The impact doctrine has no application to intentional torts because the duties created by these torts have never been restricted to the protection of physical person and property. In this case, Ms. Rivers did not allege that Grimsley Oil committed any intentional tort, such as an intentional infliction of emotional distress. See Metro. Life Ins. Co. v. McCarson, 467 So.2d 277 (Fla.1985) (adopting § 46, Restatement (Second) of Torts (1965), defining claim for intentional infliction of emotional distress). By contrast, if the identity of the robber were known, Ms. Rivers could sue the robber for assault and recover both compensatory and punitive damages.

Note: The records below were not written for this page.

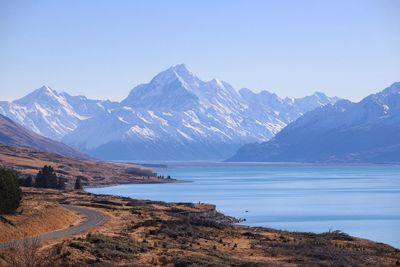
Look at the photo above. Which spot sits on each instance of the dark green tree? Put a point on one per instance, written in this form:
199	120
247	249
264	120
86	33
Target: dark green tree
28	181
61	183
10	192
46	178
78	183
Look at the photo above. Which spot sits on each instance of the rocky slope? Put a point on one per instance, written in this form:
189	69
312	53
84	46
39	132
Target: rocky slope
14	134
367	131
176	116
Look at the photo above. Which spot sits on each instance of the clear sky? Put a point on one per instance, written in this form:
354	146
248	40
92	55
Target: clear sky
102	49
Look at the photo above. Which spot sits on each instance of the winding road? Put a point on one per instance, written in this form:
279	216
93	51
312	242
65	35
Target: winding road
93	219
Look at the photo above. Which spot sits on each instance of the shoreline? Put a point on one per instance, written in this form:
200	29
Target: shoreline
162	233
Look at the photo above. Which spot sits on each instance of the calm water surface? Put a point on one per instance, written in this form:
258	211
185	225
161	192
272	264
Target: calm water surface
360	200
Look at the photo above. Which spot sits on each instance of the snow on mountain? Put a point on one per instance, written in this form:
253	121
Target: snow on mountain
367	131
174	116
52	114
178	116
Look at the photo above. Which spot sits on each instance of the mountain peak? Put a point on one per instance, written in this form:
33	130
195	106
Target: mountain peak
178	72
393	89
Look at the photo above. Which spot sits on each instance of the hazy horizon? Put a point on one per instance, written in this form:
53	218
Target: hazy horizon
102	50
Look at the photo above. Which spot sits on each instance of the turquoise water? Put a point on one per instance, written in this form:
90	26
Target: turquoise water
363	201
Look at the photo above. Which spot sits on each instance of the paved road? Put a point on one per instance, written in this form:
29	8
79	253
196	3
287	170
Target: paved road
93	219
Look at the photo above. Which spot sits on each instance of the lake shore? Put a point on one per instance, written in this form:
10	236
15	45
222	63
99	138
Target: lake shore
159	233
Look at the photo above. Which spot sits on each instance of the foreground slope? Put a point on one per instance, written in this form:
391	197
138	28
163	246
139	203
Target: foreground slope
28	161
154	233
368	131
14	134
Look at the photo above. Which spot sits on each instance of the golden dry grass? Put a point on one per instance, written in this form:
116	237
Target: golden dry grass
35	217
151	233
29	161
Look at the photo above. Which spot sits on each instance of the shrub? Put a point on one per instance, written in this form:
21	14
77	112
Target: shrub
10	192
46	178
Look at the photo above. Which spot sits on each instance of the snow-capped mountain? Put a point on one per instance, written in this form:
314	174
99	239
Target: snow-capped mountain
178	116
174	116
52	114
368	131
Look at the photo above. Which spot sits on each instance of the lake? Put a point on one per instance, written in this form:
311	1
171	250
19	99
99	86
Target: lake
361	200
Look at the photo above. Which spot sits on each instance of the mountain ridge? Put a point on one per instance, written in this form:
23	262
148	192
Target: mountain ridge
175	116
366	131
16	135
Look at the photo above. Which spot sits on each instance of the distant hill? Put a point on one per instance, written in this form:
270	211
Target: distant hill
368	131
27	161
14	134
175	116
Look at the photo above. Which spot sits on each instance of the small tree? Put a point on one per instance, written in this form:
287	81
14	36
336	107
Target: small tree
10	192
61	183
28	181
46	178
78	183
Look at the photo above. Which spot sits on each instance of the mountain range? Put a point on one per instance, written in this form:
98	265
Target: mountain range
367	131
176	116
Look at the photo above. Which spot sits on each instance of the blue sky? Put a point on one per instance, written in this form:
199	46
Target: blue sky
102	49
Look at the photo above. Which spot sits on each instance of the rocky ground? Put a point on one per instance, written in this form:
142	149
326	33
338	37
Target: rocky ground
27	161
152	233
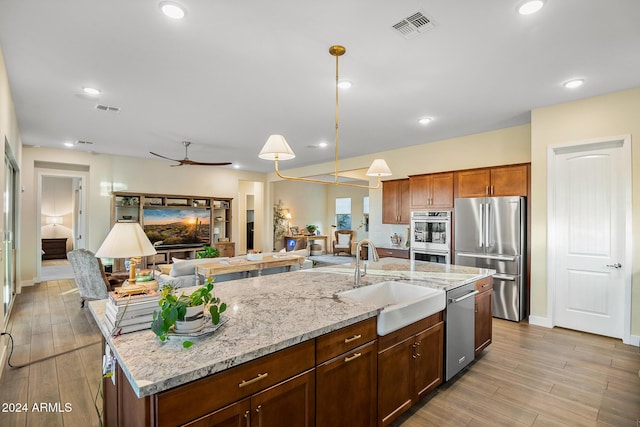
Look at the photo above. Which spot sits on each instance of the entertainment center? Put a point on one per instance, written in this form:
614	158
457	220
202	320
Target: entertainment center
178	226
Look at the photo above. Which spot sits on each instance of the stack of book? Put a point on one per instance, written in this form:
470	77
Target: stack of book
130	313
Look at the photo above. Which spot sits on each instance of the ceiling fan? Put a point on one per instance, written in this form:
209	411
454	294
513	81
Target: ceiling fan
187	161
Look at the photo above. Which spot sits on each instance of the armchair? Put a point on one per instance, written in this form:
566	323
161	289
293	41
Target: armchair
342	243
89	275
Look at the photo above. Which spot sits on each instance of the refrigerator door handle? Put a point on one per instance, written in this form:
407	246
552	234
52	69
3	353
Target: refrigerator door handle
481	240
487	225
503	277
496	257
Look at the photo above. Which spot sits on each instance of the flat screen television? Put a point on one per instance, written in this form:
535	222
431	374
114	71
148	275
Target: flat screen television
177	227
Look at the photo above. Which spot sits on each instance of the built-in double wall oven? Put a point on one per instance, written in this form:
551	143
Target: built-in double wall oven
431	236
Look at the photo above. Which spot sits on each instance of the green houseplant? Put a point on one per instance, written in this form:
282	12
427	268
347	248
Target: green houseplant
173	308
208	252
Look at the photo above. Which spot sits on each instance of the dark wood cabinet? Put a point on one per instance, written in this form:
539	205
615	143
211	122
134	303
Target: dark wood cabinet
346	389
431	191
395	202
496	181
483	315
289	403
54	248
410	365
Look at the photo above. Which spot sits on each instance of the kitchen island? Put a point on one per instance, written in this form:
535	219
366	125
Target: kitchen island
267	315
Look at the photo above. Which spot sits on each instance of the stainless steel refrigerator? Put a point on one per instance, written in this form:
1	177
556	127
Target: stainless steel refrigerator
490	233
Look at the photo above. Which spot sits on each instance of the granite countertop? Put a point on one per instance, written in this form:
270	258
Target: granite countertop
266	314
433	275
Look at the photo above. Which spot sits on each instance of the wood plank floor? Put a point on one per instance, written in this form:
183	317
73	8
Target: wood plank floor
529	376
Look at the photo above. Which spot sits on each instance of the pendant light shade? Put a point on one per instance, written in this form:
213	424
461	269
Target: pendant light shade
276	147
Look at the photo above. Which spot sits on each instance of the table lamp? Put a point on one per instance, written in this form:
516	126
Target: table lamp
126	240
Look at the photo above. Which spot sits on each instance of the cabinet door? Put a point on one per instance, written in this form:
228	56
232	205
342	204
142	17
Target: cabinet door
234	415
441	190
428	357
346	389
404	211
483	332
289	403
420	191
474	183
395	381
390	202
509	181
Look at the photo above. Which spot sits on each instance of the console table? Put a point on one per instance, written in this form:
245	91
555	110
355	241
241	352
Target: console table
242	265
54	248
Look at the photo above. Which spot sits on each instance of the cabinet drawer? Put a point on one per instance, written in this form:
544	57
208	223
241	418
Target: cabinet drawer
485	284
193	400
334	343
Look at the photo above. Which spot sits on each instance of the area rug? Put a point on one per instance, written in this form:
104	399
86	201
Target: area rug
322	260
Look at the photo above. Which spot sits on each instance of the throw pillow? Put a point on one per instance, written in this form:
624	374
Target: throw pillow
343	240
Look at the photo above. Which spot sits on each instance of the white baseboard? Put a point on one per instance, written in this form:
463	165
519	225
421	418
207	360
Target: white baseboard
24	283
540	321
635	341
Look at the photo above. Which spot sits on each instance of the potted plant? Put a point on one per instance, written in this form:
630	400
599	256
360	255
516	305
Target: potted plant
208	252
185	308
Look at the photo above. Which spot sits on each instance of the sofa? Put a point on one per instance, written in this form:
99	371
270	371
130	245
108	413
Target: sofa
182	273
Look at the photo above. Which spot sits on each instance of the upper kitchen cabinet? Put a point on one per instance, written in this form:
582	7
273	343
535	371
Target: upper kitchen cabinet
395	202
496	181
431	191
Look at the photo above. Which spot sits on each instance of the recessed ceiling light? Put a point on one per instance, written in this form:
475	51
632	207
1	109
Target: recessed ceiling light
530	6
172	10
91	91
572	84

*977 Within the realm of simple negligence, the exceptions to the impact doctrine are limited and specific. For example, if one has a psychological injury that results in significant discernable physical injury after witnessing an accident in which a friend or family member is physically harmed, a claim may be pursued. See Champion, 478 So.2d 17. If a professional who has a fiduciary relationship with the plaintiff violates a duty of confidentiality, the impact doctrine may not apply. See Gracey, 837 So.2d 348. If a doctor misdiagnoses a plaintiff's condition and this causes the plaintiff to undergo invasive medical treatment or suffer the physical effects of "prescriptions of caustic medication," a claim can be pursued. See R.J. v. Humana of Fla., Inc., 652 So.2d 360, 364 (Fla.1995).

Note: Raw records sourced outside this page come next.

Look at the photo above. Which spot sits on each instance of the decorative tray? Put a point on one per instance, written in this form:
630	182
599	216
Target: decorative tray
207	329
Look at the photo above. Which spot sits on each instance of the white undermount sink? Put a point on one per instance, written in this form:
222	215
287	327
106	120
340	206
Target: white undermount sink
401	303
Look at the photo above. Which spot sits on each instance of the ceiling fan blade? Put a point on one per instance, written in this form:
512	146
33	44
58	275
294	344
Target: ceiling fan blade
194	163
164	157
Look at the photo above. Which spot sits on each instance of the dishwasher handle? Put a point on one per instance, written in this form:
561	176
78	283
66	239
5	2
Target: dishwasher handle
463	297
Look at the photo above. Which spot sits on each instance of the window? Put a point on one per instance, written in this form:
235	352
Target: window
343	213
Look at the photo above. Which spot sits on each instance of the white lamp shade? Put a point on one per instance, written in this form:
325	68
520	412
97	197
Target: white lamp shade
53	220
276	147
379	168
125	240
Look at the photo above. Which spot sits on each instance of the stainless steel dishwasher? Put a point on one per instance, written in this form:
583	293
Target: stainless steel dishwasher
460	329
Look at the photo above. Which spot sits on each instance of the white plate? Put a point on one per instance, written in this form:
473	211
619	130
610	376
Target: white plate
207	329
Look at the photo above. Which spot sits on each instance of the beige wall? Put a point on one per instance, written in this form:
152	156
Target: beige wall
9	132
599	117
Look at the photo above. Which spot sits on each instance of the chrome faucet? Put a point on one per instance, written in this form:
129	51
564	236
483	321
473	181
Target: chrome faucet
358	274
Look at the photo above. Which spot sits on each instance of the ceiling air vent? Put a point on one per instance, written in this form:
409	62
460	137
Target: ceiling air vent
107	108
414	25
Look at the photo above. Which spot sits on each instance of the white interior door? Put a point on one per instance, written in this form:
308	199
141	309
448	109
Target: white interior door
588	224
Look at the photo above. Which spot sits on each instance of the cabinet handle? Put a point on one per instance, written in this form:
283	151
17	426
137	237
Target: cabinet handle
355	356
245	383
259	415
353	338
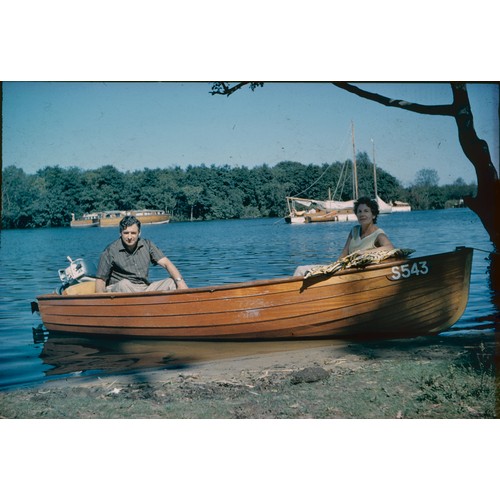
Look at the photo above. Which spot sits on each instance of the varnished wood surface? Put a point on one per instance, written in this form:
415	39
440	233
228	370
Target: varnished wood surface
347	303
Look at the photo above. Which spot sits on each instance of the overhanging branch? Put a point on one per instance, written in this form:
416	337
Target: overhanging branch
442	109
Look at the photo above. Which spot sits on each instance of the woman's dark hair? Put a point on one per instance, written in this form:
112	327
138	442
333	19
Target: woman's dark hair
364	200
129	220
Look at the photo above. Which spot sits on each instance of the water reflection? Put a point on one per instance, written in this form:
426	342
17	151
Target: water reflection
68	354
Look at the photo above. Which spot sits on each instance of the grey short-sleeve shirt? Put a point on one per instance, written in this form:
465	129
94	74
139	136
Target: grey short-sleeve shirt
116	263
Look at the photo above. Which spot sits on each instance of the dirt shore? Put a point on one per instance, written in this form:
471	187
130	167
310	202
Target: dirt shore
424	378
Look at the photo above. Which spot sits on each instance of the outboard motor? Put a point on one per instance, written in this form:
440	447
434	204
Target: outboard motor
78	271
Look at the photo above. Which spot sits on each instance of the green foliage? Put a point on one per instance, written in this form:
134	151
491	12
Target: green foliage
52	194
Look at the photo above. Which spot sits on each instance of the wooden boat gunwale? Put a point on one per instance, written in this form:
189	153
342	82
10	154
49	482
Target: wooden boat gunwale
303	306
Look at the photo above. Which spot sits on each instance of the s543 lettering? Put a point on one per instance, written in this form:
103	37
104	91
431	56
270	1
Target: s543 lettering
407	270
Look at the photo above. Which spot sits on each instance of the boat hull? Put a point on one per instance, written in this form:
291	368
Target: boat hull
404	297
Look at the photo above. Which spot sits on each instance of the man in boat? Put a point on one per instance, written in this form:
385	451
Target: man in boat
365	237
124	264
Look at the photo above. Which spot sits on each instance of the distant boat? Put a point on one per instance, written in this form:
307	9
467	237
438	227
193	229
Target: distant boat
112	218
304	210
87	220
401	206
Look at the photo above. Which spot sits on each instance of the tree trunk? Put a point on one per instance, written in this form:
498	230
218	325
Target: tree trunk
486	204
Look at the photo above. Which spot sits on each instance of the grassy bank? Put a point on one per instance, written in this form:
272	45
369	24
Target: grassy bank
431	377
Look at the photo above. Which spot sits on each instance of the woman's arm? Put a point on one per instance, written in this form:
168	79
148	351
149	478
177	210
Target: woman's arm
383	242
345	251
100	285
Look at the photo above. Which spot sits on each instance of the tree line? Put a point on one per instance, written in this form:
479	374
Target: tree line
49	197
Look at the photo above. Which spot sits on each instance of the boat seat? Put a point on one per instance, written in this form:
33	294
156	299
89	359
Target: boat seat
83	288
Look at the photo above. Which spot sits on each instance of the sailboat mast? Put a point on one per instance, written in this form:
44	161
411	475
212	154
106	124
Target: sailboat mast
354	168
374	170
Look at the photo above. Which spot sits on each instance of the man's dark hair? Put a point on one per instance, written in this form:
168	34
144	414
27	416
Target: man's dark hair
129	220
365	200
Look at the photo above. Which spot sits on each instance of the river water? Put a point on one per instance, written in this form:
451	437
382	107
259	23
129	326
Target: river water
207	253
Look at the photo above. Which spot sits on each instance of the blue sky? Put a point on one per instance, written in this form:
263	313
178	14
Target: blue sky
136	125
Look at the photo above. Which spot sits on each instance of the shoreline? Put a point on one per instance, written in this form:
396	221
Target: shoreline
417	378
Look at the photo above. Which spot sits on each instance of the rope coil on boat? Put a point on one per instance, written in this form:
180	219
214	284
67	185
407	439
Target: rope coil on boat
358	260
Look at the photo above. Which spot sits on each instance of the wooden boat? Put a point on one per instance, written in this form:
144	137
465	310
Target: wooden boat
87	220
113	217
399	296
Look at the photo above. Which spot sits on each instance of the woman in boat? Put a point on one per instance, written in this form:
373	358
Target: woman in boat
124	264
367	235
364	237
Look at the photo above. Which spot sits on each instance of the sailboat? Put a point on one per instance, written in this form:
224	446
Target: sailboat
305	210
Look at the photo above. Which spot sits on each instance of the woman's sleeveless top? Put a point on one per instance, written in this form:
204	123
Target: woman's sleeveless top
367	243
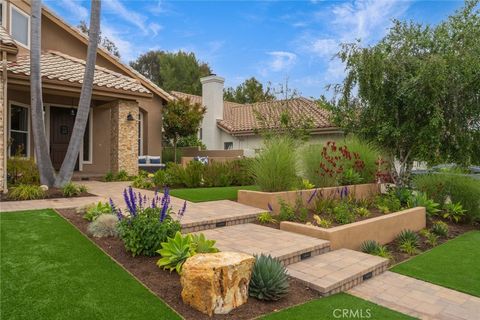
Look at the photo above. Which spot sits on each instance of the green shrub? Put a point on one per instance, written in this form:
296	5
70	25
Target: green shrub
440	228
266	217
26	192
104	225
160	178
193	174
217	174
269	279
422	200
408	242
143	233
343	214
454	211
175	251
22	171
242	172
96	210
71	189
142	182
350	176
274	169
174	175
458	188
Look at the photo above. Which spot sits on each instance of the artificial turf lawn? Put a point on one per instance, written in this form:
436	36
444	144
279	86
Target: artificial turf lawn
210	194
453	264
338	306
49	270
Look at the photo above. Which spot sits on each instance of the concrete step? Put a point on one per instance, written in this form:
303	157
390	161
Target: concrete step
253	239
337	270
216	214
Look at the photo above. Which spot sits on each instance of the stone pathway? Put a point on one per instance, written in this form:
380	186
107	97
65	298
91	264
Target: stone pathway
418	298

Ms. Rivers' claim is not based solely on her status as an employee. She argues that any person in the store at the time of the robbery who suffered similar injuries should be entitled to recover from Grimsley Oil based upon its alleged negligence in providing security.[1] The precise issue presented is whether an invitee at a convenience store (1) who is traumatized by a robber but sustains no physical impact or physical injuries in the robbery, (2) who is diagnosed thereafter as suffering from post-traumatic stress disorder, and (3) who suffers some physical side effects from properly prescribed medication, may allege a cause of action in simple negligence against the store owner. In a somewhat similar case, the Third District has held that an invitee who is robbed at a motel has no claim for negligent infliction of emotional distress. See Ruttger Hotel Corp. v. Wagner, 691 So.2d 1177 (Fla. 3d DCA 1997).

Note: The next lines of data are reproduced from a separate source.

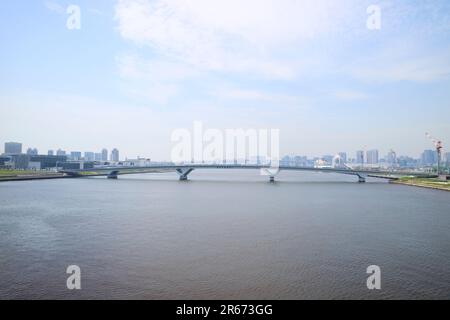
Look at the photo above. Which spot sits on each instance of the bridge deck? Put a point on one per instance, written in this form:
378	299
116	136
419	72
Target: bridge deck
120	170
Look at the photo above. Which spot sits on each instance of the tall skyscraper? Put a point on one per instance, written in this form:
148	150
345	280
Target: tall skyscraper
447	158
343	156
360	157
115	155
104	155
89	156
32	152
391	158
13	148
75	155
372	156
429	157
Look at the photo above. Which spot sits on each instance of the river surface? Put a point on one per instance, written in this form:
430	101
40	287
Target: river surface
223	235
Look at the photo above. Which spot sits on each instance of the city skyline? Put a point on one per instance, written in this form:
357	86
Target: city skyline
320	75
372	156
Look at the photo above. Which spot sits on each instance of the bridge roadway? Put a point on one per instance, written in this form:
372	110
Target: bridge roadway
112	172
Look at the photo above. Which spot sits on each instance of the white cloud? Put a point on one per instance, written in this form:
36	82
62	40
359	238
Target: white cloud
231	36
404	65
55	7
257	95
349	95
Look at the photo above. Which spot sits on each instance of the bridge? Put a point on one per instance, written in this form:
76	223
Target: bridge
183	171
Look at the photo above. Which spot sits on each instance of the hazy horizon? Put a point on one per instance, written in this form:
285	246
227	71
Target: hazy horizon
138	70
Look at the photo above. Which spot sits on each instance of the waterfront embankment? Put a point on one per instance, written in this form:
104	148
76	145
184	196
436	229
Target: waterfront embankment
430	183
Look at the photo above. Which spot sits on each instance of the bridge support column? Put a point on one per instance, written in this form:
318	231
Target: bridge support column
113	175
361	179
184	173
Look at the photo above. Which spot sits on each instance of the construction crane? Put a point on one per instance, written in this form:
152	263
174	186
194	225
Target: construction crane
438	145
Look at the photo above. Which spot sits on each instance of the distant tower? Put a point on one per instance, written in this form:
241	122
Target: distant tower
13	148
104	155
115	155
360	157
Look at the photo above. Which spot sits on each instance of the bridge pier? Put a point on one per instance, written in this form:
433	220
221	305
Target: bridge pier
113	175
361	179
184	173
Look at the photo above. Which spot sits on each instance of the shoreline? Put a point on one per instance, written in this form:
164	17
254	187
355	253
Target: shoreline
420	185
33	177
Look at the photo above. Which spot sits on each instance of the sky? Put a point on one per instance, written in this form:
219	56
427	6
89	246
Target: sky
137	70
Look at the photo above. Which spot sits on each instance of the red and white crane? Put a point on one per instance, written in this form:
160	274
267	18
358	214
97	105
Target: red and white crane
438	145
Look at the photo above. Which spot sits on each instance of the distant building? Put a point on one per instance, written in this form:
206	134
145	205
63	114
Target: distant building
32	152
391	158
343	156
372	157
105	155
98	157
20	161
75	155
328	159
46	162
359	157
89	156
13	148
429	157
115	155
447	158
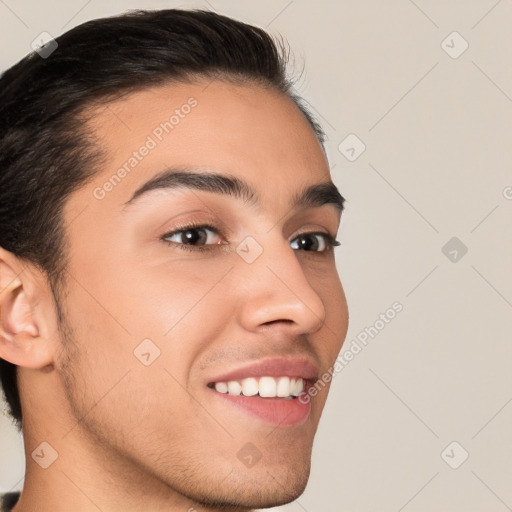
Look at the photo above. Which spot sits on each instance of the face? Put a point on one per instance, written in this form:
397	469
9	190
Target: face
184	292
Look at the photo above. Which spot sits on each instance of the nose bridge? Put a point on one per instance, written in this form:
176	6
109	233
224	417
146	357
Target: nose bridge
275	287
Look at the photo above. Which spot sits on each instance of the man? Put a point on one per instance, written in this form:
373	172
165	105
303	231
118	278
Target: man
169	294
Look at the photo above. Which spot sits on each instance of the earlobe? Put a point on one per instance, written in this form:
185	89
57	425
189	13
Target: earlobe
21	342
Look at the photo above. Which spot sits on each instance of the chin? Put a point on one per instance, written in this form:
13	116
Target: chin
259	491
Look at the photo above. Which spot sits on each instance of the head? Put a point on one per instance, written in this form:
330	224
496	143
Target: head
167	223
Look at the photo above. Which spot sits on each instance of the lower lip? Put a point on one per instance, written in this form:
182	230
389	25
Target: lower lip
278	412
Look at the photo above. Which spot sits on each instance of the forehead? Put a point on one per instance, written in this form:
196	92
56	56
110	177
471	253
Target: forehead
256	133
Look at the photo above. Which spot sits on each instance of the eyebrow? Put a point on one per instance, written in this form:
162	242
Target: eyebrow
313	196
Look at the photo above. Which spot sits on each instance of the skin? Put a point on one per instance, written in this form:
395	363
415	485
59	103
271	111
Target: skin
132	437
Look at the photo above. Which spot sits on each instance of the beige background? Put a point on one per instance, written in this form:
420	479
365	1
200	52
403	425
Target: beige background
437	165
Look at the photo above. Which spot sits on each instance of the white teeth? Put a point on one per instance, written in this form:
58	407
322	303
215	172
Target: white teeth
250	387
283	386
221	387
234	387
266	387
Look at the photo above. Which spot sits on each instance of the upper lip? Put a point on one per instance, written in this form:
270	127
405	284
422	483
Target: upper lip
277	367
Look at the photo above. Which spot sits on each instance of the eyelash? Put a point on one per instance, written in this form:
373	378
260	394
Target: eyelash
329	240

Ms. Rivers argues that the exception to the impact doctrine created in R.J., 652 So.2d 360, applies to her injury because the medications she is required to take for her psychological injury have certain side effects. We conclude that the supreme court in R.J. did not intend to open the courts to all claims involving side effects from medications properly prescribed for correctly diagnosed psychological conditions. We can craft no limited and specific exception to the impact doctrine that would recognize a narrow class of claims like Ms. Rivers'. Given the Florida Supreme Court's continued recognition of the viability of the impact rule and the rule's importance in maintaining the traditional scope of negligence law, we are not convinced that this is an expansion of negligence law that this court should establish.
Affirmed.
SALCINES and SILBERMAN, JJ., Concur.
NOTES
[1] It is interesting to note, however, that if Ms. Rivers' claim did involve a physical impact, it would almost certainly be a claim under the workers' compensation system, and workers' compensation immunity would then bar this lawsuit. Thus, if Ms. Rivers' negligence claim were permitted to proceed, an employer would face greater liability for an emotional injury to its employee than it would for a physical injury.